In the category of best practices I have to include my thoughts today on unit tests as a form of "comments/documentation you can compile". Let me explain:
I recently had the experience of (a) working on a small but complicated software development project, (b) leaving that project for six months, and then (c) being asked to work on it again. All I can say it wow -- what a great experience it was to come back to a project that was loaded with unit and code coverage tests.
I don't say that to toot my own horn -- I say it because I really see what a great form of "live" documentation unit tests can be for a software development project. Even looking at my own code months later I sometimes wondered "Hmm, I wonder what the heck I was thinking here?" Then I looked at the tests and thought, "Oh, that's right, the customer said they wanted XYZ, so I took that approach." Live, running, documentation -- wow.
The initial setup
All I did six months ago was use JUnit for the unit tests, Cobertura for the code coverage analysis, and Ant to build it all reliably. That's it. It wasn't that hard, it didn't take long at all to set everything up, but man, was it worth every ounce of energy -- especially when I had to come back to the project and switch some of the code from using Axis2 web services to using Apache CXF.
(BTW, if you need an Ant build script to start working with, I have this sample Ant build script that works with Junit and Cobertura.)
In short, unit tests are good because you know that some portion of your code has been tested, and code coverage tools are good because they show you which lines of code those unit tests are covering.
Unit tests as documentation
Again, what really hit me on this project is that my old unit tests really are live documentation for what I was thinking when I left the project. By their very nature unit tests imply how you intended your code to be used, and in all likelihood, how you intended classes and methods not to be used.

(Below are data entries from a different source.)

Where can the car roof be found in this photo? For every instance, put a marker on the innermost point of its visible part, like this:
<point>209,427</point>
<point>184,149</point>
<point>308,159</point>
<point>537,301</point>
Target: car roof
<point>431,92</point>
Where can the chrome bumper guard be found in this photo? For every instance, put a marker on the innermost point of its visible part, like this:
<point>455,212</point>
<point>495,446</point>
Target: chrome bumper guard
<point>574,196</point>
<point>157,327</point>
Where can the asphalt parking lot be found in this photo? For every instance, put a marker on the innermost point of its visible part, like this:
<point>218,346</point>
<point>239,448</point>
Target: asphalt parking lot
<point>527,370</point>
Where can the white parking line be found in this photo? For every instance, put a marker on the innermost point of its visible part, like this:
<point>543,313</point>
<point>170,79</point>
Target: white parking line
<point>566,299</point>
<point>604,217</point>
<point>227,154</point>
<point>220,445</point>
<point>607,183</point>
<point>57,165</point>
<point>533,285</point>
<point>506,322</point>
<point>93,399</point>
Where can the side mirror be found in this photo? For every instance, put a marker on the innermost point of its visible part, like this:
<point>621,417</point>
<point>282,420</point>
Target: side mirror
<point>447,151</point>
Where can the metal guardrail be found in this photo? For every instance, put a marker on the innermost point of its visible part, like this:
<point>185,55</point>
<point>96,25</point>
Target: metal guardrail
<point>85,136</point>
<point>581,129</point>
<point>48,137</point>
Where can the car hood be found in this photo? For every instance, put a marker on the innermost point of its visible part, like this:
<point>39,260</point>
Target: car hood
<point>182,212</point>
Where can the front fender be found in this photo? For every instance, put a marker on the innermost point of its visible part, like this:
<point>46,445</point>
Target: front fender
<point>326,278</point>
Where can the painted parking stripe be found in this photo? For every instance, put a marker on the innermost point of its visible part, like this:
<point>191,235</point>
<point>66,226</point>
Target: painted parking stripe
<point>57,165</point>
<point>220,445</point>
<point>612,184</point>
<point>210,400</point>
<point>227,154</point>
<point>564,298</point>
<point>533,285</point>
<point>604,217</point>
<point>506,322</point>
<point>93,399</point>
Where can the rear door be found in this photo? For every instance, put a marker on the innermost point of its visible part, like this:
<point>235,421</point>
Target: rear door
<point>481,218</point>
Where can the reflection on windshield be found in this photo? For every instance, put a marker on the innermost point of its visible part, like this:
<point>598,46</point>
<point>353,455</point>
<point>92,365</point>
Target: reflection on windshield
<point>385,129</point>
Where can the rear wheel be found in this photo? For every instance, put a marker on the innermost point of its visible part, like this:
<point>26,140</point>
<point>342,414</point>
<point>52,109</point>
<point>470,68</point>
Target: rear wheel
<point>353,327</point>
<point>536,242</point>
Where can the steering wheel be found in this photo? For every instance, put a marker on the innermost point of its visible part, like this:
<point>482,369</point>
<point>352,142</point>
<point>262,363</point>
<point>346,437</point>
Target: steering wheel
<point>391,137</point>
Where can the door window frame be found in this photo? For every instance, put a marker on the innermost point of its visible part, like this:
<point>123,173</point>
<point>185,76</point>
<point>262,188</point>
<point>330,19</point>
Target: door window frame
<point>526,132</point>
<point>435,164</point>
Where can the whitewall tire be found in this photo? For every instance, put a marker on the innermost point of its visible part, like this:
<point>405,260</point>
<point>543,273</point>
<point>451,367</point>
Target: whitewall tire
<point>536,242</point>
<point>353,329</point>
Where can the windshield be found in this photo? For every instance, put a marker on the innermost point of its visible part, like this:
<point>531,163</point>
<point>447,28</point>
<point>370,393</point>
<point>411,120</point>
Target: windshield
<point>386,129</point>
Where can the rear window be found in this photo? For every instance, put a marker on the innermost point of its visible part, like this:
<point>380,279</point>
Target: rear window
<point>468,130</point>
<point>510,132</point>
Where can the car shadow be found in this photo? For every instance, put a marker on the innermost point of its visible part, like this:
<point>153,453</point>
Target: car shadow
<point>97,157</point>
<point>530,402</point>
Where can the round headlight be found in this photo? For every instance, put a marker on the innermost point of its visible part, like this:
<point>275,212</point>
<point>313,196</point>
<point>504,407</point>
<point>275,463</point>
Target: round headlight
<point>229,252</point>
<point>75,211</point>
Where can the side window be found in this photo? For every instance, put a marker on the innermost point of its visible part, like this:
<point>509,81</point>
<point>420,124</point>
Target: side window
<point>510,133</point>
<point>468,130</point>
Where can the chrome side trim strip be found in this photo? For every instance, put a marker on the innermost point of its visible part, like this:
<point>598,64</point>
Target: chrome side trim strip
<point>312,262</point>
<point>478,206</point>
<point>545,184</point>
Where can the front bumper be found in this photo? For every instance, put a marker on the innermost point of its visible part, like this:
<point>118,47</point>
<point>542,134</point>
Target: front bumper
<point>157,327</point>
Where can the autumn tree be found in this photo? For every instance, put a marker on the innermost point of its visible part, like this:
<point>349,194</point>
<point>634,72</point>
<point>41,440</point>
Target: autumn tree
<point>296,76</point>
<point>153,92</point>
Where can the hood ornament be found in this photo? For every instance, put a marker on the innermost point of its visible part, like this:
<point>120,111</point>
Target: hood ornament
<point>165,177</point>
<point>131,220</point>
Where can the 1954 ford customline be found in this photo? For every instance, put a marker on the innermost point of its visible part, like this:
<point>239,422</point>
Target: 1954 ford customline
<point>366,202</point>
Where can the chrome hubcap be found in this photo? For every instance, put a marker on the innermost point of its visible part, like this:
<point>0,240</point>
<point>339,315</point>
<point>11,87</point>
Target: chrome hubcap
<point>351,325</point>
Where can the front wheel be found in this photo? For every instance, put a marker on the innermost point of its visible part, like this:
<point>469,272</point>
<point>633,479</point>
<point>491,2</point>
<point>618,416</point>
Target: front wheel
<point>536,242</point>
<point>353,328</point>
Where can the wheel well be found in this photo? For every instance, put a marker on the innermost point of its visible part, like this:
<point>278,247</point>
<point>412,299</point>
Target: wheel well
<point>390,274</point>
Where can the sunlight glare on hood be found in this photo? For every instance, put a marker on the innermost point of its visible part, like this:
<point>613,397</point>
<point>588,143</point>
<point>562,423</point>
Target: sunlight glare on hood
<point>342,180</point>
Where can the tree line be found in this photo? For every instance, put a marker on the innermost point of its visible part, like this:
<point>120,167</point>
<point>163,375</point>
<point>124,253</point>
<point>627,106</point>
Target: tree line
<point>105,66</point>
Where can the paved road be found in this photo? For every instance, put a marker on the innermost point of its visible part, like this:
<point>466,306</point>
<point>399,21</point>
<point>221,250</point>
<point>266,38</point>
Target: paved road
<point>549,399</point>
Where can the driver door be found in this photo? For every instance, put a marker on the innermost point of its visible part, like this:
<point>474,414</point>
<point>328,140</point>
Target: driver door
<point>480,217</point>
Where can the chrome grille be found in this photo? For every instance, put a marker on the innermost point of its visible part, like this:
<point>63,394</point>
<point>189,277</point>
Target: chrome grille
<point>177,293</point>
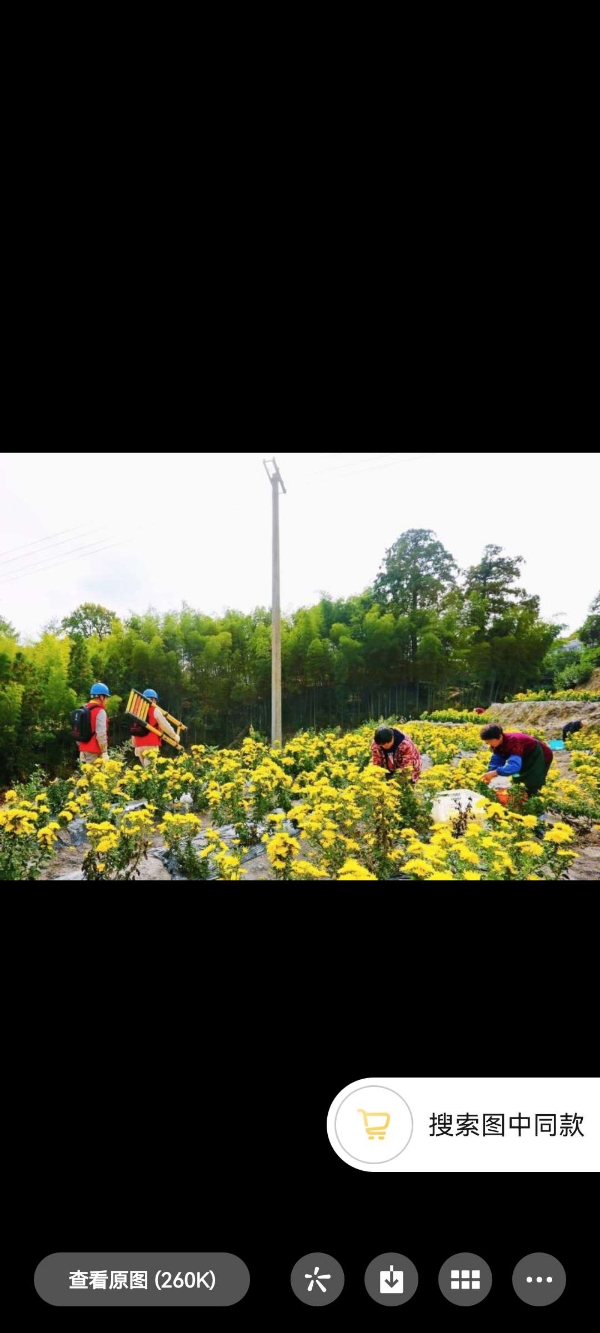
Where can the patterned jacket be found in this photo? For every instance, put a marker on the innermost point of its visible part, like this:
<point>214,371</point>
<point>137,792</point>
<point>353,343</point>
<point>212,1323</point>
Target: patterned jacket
<point>406,755</point>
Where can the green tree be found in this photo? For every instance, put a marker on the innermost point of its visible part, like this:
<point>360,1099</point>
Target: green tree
<point>490,587</point>
<point>416,572</point>
<point>7,629</point>
<point>79,673</point>
<point>590,632</point>
<point>90,619</point>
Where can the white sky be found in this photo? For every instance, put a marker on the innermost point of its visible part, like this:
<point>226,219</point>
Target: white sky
<point>210,543</point>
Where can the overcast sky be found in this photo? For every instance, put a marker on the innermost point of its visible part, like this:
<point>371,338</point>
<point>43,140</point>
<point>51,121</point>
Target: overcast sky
<point>199,527</point>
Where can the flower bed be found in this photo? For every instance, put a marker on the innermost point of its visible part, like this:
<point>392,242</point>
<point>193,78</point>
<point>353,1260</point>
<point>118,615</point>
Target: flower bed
<point>348,823</point>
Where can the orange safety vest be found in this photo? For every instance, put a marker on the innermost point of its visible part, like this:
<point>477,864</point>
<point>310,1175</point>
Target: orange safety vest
<point>151,739</point>
<point>92,747</point>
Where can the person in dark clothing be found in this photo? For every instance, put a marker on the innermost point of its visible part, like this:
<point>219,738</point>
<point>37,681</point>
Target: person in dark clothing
<point>519,756</point>
<point>392,749</point>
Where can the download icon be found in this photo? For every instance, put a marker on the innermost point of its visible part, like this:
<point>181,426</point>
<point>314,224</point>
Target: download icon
<point>391,1281</point>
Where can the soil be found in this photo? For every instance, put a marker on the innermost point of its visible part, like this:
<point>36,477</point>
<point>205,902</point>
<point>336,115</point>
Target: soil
<point>587,867</point>
<point>551,715</point>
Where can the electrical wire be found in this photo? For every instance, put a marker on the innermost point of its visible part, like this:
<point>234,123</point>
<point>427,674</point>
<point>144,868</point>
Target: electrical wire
<point>62,543</point>
<point>43,539</point>
<point>56,563</point>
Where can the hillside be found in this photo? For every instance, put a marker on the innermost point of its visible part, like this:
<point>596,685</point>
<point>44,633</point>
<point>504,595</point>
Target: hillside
<point>551,716</point>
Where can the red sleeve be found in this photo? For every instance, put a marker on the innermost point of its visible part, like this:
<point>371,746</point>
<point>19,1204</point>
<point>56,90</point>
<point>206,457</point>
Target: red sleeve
<point>411,759</point>
<point>376,755</point>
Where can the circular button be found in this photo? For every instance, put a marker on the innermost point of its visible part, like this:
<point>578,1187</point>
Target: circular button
<point>539,1279</point>
<point>466,1279</point>
<point>318,1279</point>
<point>374,1124</point>
<point>391,1279</point>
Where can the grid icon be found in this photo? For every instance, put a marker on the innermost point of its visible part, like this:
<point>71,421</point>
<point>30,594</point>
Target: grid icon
<point>466,1279</point>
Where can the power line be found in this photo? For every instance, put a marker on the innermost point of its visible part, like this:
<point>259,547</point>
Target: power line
<point>11,560</point>
<point>394,463</point>
<point>10,575</point>
<point>43,539</point>
<point>98,552</point>
<point>348,463</point>
<point>343,475</point>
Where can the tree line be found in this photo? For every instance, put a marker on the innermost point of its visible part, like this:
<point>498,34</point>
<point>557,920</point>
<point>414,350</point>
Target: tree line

So, create unit tests -- at the very least for the hardest portions of your code -- and keep them running throughout the life of your project. You'll have some great built-in documentation, and unlike those other pesky little comments, unit tests will break when you change your business logic. That's why I refer to it as "live documentation". Maybe it would be better to call it "documentation you can compile" or "comments you can compile"?